Annemarie von Matt sammelte wie eine Besessene; vom SBB-Ticket über Hühnerknochen bis zu vollgeschriebenen Notizzetteln legte sie alles zur Seite. Kurz vor ihrem Tod im Jahr 1967 war ihr Haus in Stans – in dem sie allein lebte – mit all diesem Angesammelten komplett zugestellt. Im Ort trug ihr dieses Benehmen den Ruf einer schrulligen, alten, vereinsamten Frau ein. «Annemarie zeigte sich nicht mehr vielen Menschen», erinnert sich ein Dorfbewohner in einer Radiosendung aus dem Jahr 2003, «sie blieb in ihrer Hütte und lief nur noch im Morgenrock herum».
Alles kann zu Kunst werden
Das Bild der schrulligen Alten scheint sich auf den ersten Blick auch in der aktuellen Ausstellung im Winkelriedhaus des Nidwaldner Museums zu bestätigen. Neben Bildern der Künstlerin sind auch scheinbar wahllose Gegenstände aus ihrem Haus ausgestellt – zugekritzelte Zettel, ein Sack voll Bleistiftstummeln, ein Sack voll Bleistift-Spitz-Abfällen oder mit Sand, Salz oder Schwarzpulver gefüllte Fläschchen.
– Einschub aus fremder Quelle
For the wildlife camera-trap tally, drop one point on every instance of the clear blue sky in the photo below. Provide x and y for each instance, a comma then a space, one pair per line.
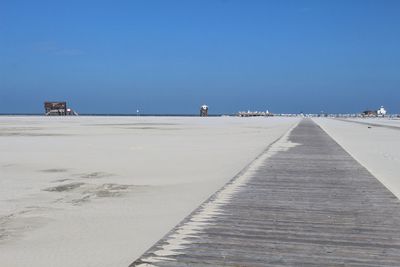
173, 56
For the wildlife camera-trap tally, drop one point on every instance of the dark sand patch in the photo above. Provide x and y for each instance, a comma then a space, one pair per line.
111, 190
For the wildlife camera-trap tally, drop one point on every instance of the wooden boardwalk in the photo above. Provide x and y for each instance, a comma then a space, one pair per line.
306, 205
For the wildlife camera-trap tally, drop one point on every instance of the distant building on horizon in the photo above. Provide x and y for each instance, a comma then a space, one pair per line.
375, 113
58, 109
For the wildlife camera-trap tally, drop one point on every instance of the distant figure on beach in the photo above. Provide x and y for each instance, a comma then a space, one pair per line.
204, 111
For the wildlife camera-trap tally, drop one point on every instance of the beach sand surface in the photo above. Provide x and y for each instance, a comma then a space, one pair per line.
99, 191
376, 148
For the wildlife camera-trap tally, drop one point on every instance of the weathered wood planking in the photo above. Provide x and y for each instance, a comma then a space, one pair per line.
312, 205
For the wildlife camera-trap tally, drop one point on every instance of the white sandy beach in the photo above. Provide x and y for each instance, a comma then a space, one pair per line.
376, 148
99, 191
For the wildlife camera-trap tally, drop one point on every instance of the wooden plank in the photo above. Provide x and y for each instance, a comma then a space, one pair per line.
311, 205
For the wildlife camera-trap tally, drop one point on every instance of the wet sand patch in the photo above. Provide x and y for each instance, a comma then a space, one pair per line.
95, 175
64, 188
55, 170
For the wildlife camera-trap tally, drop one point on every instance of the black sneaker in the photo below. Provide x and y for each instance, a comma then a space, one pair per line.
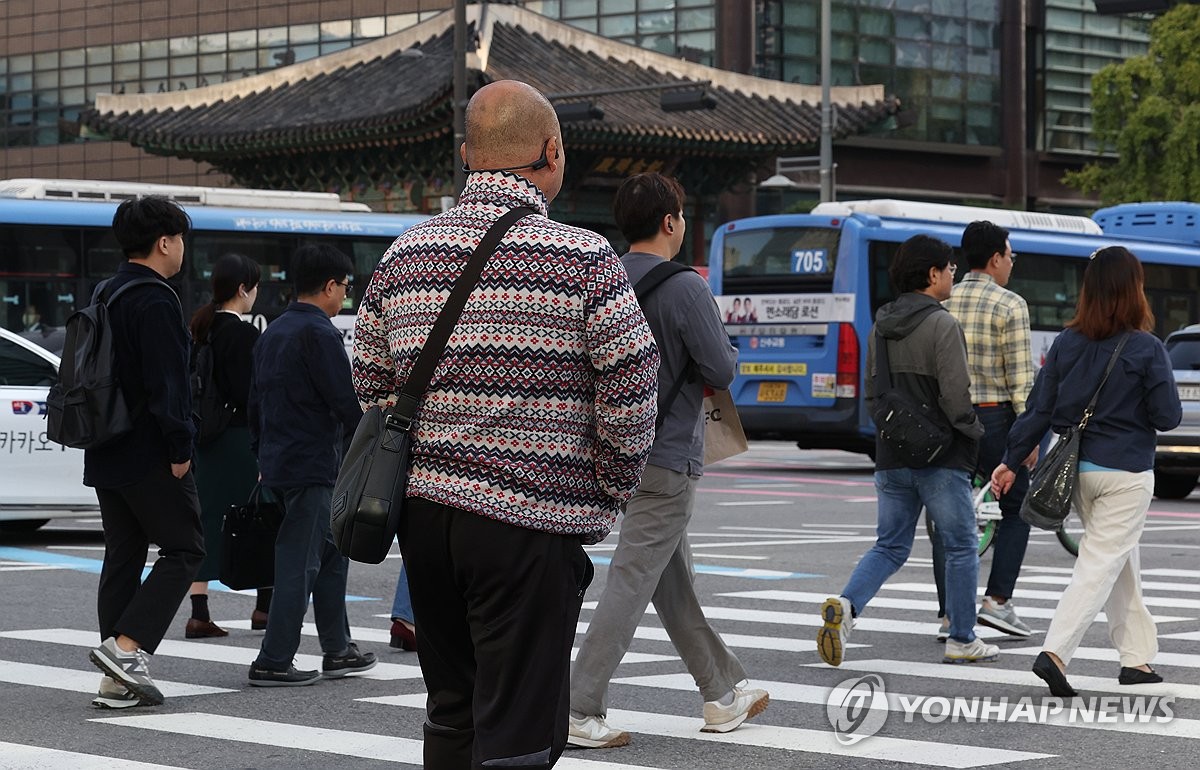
348, 662
293, 677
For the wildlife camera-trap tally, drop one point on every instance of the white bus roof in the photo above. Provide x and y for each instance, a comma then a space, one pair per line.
960, 215
90, 190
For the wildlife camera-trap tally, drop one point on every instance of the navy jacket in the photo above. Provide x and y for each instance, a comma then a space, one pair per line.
1139, 399
301, 407
153, 353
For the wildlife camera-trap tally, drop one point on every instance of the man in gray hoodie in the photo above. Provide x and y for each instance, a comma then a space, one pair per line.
653, 560
928, 359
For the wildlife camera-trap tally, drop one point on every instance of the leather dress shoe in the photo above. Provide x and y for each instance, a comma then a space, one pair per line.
402, 637
203, 630
1048, 672
1138, 677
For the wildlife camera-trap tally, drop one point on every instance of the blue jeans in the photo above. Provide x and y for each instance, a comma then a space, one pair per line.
946, 494
306, 563
402, 605
1012, 531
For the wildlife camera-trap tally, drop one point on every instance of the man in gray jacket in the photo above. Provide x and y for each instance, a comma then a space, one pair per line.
928, 359
653, 560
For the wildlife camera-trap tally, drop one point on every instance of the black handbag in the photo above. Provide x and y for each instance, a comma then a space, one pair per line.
247, 542
1047, 504
369, 495
915, 431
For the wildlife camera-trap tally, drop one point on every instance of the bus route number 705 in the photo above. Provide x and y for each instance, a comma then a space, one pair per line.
809, 260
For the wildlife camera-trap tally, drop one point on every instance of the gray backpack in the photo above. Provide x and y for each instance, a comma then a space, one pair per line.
87, 408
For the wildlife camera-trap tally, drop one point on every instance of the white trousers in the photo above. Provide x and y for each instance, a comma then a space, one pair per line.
1113, 506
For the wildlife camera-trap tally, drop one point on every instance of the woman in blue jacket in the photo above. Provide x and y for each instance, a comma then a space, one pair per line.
1116, 461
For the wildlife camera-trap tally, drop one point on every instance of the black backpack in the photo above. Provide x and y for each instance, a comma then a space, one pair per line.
87, 408
213, 410
916, 431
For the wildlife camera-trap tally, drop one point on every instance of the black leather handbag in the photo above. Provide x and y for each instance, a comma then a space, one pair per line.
1047, 504
247, 542
369, 495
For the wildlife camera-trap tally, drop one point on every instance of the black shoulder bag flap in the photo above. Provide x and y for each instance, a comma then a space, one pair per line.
1047, 505
369, 495
917, 432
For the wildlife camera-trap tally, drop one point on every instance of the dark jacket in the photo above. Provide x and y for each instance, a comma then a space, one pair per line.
928, 354
1138, 399
303, 407
687, 329
233, 343
153, 355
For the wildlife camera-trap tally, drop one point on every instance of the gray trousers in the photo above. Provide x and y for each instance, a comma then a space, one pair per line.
652, 563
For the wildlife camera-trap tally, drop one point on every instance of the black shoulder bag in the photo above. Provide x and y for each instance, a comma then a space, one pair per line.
1047, 505
369, 495
917, 432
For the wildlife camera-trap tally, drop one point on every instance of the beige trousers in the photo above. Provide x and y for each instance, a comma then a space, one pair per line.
1113, 506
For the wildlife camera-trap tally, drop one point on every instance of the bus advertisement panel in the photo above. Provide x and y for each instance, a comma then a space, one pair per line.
799, 295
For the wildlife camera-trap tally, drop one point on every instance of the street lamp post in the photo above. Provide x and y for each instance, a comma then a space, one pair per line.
826, 107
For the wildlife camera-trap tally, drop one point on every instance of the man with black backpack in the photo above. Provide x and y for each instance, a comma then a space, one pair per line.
653, 559
925, 447
143, 475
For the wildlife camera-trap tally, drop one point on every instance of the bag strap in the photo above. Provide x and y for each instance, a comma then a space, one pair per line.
882, 365
423, 370
1113, 362
645, 287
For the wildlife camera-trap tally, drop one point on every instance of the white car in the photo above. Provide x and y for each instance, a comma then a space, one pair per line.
40, 480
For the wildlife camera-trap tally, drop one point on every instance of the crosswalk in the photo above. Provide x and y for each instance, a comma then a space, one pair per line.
654, 697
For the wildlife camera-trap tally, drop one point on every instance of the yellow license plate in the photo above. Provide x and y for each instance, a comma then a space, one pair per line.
774, 370
775, 392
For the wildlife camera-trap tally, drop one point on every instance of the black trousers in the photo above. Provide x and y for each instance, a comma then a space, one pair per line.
157, 509
496, 608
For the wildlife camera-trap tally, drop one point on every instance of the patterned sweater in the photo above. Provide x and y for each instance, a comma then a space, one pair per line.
541, 409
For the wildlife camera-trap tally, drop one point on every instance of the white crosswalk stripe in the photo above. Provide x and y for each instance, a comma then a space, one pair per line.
904, 608
319, 739
791, 739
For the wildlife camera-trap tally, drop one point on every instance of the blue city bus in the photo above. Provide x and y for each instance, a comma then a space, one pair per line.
799, 294
57, 241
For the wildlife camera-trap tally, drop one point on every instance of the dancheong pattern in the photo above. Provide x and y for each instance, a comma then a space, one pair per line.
541, 409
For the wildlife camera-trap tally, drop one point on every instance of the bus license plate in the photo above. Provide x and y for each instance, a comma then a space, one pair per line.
774, 392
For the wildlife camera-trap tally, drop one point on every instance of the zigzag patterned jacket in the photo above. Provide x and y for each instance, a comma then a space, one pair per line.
541, 410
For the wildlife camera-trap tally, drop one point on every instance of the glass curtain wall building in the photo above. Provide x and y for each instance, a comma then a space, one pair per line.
947, 60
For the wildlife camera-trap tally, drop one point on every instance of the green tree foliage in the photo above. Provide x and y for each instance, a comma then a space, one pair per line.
1147, 109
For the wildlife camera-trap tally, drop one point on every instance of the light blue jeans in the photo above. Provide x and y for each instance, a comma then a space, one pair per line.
402, 605
946, 495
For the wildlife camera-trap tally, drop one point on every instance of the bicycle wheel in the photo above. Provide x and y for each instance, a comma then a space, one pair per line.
988, 515
1068, 541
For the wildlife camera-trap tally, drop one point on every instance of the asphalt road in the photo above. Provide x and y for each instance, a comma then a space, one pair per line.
775, 531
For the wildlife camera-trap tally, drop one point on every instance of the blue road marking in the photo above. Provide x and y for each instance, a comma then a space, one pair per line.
94, 566
749, 572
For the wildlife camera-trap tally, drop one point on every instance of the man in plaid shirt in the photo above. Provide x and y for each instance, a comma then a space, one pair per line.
1000, 359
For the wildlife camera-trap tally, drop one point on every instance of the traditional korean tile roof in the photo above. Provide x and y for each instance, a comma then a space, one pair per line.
396, 92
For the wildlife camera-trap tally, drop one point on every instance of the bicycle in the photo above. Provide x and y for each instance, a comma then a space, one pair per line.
988, 516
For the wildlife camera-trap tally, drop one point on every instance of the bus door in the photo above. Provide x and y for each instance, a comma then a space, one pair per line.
798, 353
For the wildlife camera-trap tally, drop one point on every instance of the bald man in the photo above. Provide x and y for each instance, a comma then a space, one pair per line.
533, 433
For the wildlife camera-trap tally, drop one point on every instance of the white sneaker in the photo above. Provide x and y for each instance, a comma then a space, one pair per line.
1002, 618
832, 637
592, 732
976, 651
113, 695
747, 703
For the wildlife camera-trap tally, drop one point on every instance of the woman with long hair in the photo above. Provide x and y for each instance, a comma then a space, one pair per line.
226, 469
1116, 461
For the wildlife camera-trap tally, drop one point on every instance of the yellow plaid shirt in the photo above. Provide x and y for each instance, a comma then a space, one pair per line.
996, 324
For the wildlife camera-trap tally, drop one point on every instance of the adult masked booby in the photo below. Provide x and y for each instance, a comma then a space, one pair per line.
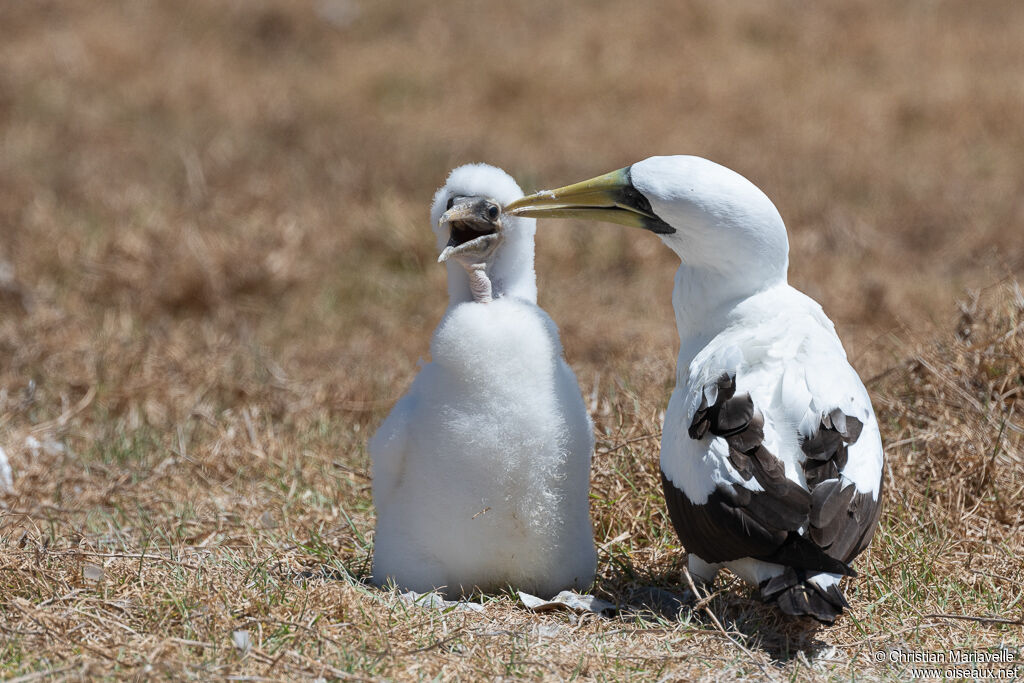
771, 458
481, 471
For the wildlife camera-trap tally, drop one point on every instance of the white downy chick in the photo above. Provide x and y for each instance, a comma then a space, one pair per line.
481, 470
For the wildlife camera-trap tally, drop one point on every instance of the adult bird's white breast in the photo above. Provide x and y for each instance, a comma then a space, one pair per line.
771, 457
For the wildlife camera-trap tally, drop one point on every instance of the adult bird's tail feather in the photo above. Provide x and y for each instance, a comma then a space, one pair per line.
798, 596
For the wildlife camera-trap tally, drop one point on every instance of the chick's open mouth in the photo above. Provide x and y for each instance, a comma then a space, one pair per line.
465, 231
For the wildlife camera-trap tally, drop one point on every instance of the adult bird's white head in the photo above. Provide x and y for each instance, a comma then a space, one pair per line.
487, 253
727, 232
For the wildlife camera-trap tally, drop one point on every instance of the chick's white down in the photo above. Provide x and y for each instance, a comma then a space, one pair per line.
481, 469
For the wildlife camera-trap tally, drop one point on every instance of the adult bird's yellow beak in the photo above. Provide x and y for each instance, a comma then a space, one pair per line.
610, 198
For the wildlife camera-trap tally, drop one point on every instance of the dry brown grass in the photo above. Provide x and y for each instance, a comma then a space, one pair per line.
216, 278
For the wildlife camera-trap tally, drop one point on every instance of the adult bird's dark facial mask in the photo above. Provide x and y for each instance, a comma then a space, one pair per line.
609, 198
475, 228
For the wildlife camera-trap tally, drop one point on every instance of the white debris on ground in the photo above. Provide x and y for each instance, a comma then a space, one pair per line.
6, 476
435, 600
568, 600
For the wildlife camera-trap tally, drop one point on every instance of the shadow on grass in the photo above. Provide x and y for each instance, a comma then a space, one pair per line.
662, 597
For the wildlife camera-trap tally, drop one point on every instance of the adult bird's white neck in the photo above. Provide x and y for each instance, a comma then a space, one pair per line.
728, 235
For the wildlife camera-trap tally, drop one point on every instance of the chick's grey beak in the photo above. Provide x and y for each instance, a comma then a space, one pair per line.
473, 223
609, 198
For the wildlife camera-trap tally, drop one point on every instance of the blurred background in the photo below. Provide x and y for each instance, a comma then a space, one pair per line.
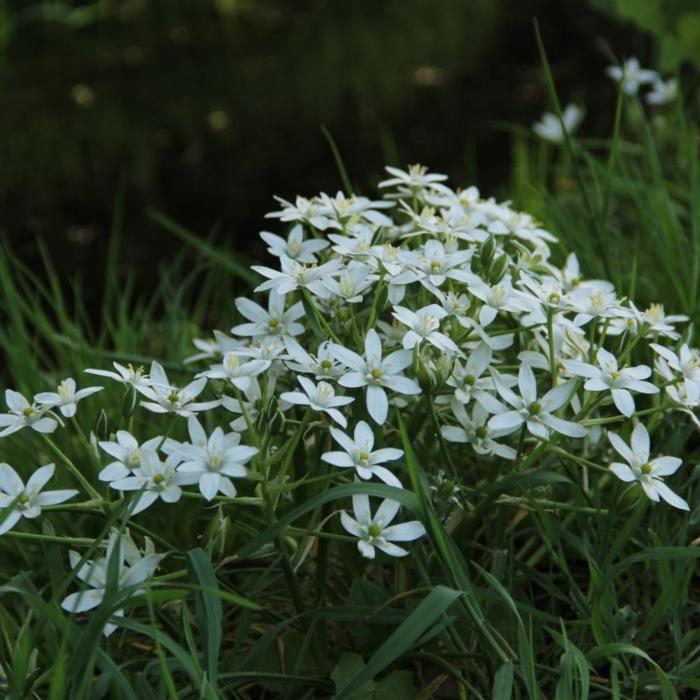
204, 109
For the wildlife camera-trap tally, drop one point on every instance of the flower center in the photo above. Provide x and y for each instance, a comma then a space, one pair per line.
374, 530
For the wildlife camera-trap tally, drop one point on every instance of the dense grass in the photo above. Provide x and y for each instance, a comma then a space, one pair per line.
535, 589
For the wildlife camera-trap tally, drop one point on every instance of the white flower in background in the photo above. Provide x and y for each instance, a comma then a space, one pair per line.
537, 414
154, 479
476, 431
20, 501
127, 455
619, 382
359, 454
352, 283
498, 297
631, 75
591, 302
436, 264
424, 324
686, 363
275, 321
294, 275
344, 208
166, 398
662, 92
66, 397
251, 407
213, 460
649, 473
410, 181
357, 244
376, 373
308, 211
320, 397
550, 128
294, 246
323, 366
24, 414
133, 570
468, 380
133, 376
376, 531
210, 349
238, 372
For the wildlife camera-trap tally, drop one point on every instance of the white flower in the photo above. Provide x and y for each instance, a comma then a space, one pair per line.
409, 181
550, 129
437, 264
134, 376
476, 431
631, 76
424, 324
127, 455
354, 281
376, 374
468, 381
648, 472
343, 209
294, 247
686, 363
607, 377
66, 397
498, 297
26, 501
306, 210
360, 456
275, 321
294, 275
322, 366
217, 347
23, 414
132, 571
251, 407
165, 398
154, 479
320, 397
662, 92
376, 531
235, 371
536, 414
212, 460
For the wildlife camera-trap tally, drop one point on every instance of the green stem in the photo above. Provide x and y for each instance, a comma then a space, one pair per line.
72, 469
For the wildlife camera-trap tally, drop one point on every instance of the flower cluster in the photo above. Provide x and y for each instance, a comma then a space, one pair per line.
437, 305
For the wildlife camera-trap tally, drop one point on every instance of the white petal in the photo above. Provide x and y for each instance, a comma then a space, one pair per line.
377, 404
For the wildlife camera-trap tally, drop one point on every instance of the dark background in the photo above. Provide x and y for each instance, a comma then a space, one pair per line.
206, 109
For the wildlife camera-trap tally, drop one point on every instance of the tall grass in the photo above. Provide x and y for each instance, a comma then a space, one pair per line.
538, 589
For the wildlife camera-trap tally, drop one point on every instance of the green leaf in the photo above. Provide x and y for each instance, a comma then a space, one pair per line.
208, 608
240, 270
345, 670
406, 498
414, 626
503, 682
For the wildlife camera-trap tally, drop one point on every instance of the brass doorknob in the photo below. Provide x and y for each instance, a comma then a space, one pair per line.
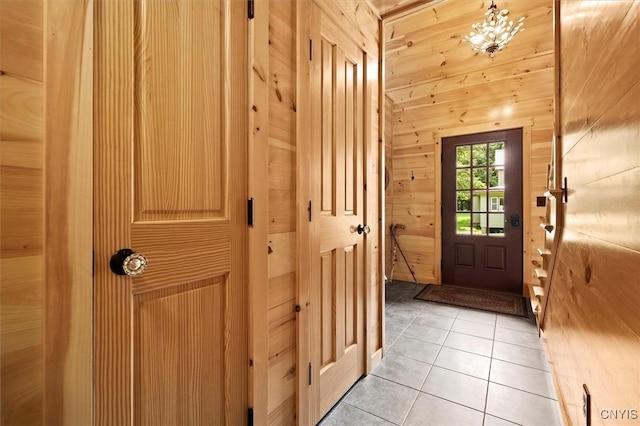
127, 262
363, 229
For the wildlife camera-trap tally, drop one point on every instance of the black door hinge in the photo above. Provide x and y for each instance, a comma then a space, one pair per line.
250, 9
250, 212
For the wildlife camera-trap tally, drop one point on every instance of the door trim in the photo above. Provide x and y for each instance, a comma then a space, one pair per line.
526, 126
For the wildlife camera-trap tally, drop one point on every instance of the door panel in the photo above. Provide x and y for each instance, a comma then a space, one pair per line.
481, 192
171, 343
337, 293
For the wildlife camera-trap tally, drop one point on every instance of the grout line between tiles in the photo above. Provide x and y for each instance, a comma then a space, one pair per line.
371, 414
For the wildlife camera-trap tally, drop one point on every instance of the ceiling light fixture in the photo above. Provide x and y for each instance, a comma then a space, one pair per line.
495, 32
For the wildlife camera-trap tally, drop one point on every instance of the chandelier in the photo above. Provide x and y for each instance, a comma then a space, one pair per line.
495, 32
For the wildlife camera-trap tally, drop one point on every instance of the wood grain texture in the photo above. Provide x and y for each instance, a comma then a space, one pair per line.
440, 87
21, 32
337, 251
388, 191
373, 279
279, 72
389, 8
304, 192
177, 175
69, 213
22, 119
591, 322
258, 151
174, 385
188, 252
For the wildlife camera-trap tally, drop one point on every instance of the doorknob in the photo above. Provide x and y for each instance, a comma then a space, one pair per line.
127, 262
363, 228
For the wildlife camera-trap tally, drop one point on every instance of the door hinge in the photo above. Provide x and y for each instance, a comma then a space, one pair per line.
250, 9
250, 212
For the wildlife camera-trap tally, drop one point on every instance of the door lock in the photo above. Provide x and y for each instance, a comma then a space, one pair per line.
127, 262
363, 229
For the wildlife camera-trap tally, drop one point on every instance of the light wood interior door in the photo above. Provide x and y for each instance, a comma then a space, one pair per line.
337, 345
170, 176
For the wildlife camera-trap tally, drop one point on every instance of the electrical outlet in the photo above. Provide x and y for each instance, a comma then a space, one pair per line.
586, 404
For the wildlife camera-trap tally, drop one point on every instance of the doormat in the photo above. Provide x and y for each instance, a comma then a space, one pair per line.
502, 303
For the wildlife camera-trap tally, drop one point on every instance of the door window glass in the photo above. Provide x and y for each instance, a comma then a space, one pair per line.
480, 189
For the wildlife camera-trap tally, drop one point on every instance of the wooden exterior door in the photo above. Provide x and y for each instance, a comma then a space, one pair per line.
337, 253
170, 184
482, 211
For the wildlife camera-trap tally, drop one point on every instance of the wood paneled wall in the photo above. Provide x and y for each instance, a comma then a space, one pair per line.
592, 324
388, 192
45, 211
440, 86
21, 209
282, 213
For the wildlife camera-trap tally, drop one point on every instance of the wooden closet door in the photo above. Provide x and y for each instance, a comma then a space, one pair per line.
338, 248
170, 176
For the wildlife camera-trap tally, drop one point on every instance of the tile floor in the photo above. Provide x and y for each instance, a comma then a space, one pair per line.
452, 366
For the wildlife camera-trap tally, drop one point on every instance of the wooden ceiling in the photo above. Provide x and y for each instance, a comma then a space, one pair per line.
387, 8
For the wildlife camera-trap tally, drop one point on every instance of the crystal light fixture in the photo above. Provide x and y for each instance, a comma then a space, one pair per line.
495, 32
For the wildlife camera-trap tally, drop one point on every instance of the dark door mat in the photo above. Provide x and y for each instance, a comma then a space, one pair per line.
502, 303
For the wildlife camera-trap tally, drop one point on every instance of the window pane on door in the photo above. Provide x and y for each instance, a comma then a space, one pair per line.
463, 201
496, 153
496, 225
479, 223
463, 223
479, 154
463, 179
479, 178
463, 155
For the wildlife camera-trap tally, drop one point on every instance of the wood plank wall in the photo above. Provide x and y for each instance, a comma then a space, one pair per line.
388, 192
592, 324
439, 85
46, 212
282, 213
21, 209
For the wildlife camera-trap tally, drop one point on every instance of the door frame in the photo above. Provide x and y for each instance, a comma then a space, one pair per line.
526, 126
305, 192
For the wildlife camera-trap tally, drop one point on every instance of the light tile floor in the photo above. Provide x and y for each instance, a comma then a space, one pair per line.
452, 366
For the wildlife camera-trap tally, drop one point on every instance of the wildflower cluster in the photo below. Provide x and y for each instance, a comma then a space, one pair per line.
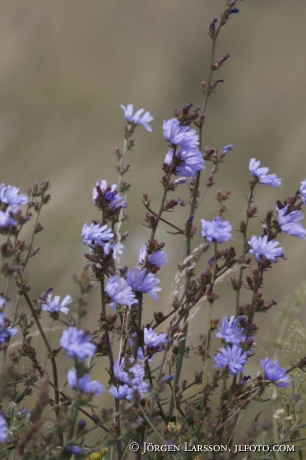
141, 364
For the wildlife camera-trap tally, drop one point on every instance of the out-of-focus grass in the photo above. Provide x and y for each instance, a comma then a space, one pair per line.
65, 67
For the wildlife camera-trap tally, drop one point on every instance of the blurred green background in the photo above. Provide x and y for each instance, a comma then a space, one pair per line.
65, 68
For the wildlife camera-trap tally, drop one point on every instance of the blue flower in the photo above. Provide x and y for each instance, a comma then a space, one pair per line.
119, 372
95, 234
186, 162
3, 429
6, 220
153, 340
176, 134
55, 305
84, 384
216, 230
116, 248
261, 247
77, 344
233, 357
230, 330
109, 195
141, 281
231, 11
289, 222
121, 392
303, 191
9, 195
6, 331
226, 149
261, 174
274, 372
138, 118
131, 380
119, 291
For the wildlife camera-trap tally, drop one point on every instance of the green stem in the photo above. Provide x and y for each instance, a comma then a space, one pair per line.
244, 249
192, 213
50, 353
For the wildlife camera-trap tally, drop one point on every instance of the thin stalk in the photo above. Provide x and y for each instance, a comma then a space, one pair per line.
193, 209
244, 248
50, 353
Bei Annemarie von Matt müsse man eben genauer hinschauen, meint Kuratorin Patrizia Keller. «Im Sack mit den Bleistiftstummeln hat es etwa einen Zettel, auf dem ‹die Abgeschriebenen› steht. Das zeugt von scharfem Wortwitz. Ausserdem tauchen in gewissen Kunstwerken Gegenstände auf, die sie Jahre zuvor zur Seite gelegt hat. Alles hatte seinen Platz.» Man täte Annemarie von Matt Unrecht, wenn man sie als wirre Frau abstempelt.
Affäre mit einem Priester
Geboren wurde die Künstlerin im Jahr 1905 in ärmlichen Verhältnissen als Annemarie Gunz in Luzern. Nach der Volksschule arbeitete sie zunächst als Kindermädchen und konnte dann bei einer Goldschmiedin in die Lehre. Sie fand Anschluss an die Innerschweizer Künstlerszene und begann, selber künstlerisch tätig zu werden. In Luzern lernte sie auch Hans von Matt kennen, der selbst auch Künstler war. Im Jahr 1936 heirateten die beiden und zogen nach Stans.
«Annemarie von Matt hatte Mühe, die Rolle der Künstler-Ehefrau einzunehmen», meint Kuratorin Keller, «sie fühlte sich eingeengt». War ihre Kunst zu Beginn noch sehr konkret, so wurde sie nun immer abstrakter. Dieser Wandel schrieb man bis jetzt vor allem dem Einfluss des katholischen Priesters Josef Vital Kopp zu, dem die Künstlerin in Stans begegnete. Die beiden verliebten sich ineinander und hatten sogar eine kurze Affäre.
Die Männer: von der Hauptrolle zur Nebensache
Dass diese Liebe unglücklich endete, hätte ihr das Herz gebrochen und stellte ihr künstlerisches Schaffen auf den Kopf. So wurde Annemarie von Matts späteres Werk interpretiert – bis jetzt. Patrizia Keller will dem entgegenhalten. Es sei sicher so, dass diese Liebe einen gewissen Einfluss auf das Werk von Annemarie von Matt gehabt habe, sagt die Kuratorin, doch bis jetzt sei dieser völlig überzeichnet worden. «Das wird ihr als Künstlerin nicht gerecht und nimmt ihr die Integrität.»
Genauso habe man immer behauptet, dass ihr künstlerisches Schaffen erst durch den Einfluss ihres Ehemannes Hans von Matt wirklich professionellen Charakter bekommen habe. Mit diesen Vorurteilen wolle sie aufräumen, sagt Keller. In der aktuellen Ausstellung taucht Josef Vital Kopp denn auch nur als Fussnote auf und auch Ehemann Hans von Matt wird nur eine kleine Nebenrolle zugestanden.